Bargaining with the Devil also has a bit of a self-help flavor to it, laying out the many intellectual and psychological traps that thwart many of our efforts to negotiate thorny situations at work and in our private lives.
Above all though, its a book of stories, some historical and some intensely private. Because most of the chapters are self-contained tales of individuals who faced agonizing decisions of whether or not to negotiate with perceived devils, it's easy to pick this book up for an hour or so on a flight, by the pool or before bed -- and very hard to put it down!
Whether facing events that could change the world or events that could take place in your living room (or lawyer's office), Mnookin presents a workable framework for addressing the pivotal questions we should consider when we're faced with an adversary who might be evil, or might even be the devil him/herself.
At various times reading this book I found myself cheering Winston Churchill's flat refusal to negotiate with Hitler and then agreeing just as strongly with Rudolph Kastner's willingness to bargain with the same nazis in order to save Jewish lives during the Holocaust. What becomes obvious is that the question of whether to bargain with a devil, be it in the form of an evil dictator or a soon-to-be ex-spouse, depends a lot on the circumstances at hand and the interests of the parties involved. By co-opting Mr. Spock as a negotiation consultant, Mnookin presents a very clear, very workable approach to any potential negotiation with a party you might consider evil (and what IS evil, anyway?), and provides valuable keys/advice for determining whether a compromise should be made or the fight should be joined. The limits of Spock's rational approach are explored, and the un-Spockian, human elements of pride/face/honor are considered as a vital piece of the calculus.

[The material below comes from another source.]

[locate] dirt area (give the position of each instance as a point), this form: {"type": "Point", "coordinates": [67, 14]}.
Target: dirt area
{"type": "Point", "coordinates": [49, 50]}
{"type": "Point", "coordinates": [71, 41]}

Mnookin doesn't come to any hard and fast conclusions in this easy to read and digest how-to guide, but he definitely shows you the way. Highly recommended for anyone who has ever, or will ever, face a devil across the table.
In that regard, Prof. Mnookin is very American. He does abide with what should be the first commandment of every speaker and writer: Do not bore!
Several years ago, I had thoroughly enjoyed reading Bob Mnookin's Beyond Winning. His theory about the existence and the management of the three tensions present in most negotiations has become a classic.
Well, here he goes again with his brand new book: a great mix of History, stories, anecdotes,general and mostly practical ethics, negotiation and mediation advice and techniques from an undisputed master in the field.
His "Dr. Spock" character as the cold, rational analyst of situations and options is extraordinary!
Except for those who are never confronted with evil people and/or difficult negotiation decisions, an absolute must.